In December 2013, the issue was temporaril­y put to bed when Jim Flaherty declared the time was not right for a CPP increase. Now, it is back as an election issue with the federal NDP, Liberals, and Green party all supporting a mandatory CPP increase while the Conservati­ves oppose a mandatory increase but would consider allowing Canadians to voluntary increase their CPP contributi­ons.
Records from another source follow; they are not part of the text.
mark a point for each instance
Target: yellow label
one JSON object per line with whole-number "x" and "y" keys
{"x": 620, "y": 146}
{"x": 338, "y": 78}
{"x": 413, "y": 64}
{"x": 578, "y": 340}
Another important wrinkle: After there was no agreement to increase the CPP contributi­ons, Ontario Premier Kathleen Wynne decided to “go it alone” and introduce an Ontario Retirement Pension Plan that would increase employee and employer contributi­ons by up to $1,643 each, a 40-per-cent increase on existing CPP premiums.

So it’s a safe bet this will be a hot topic when the premiers get together next month in Newfoundla­nd for the Council of the Federation meeting. It’s another safe bet that small businesses across Canada will protest strongly if the premiers decide to join Wynne in her policy folly. Helping Canadians save for retirement is widely supported. Forcing them to do it through an increase to a mandated government payroll tax is not.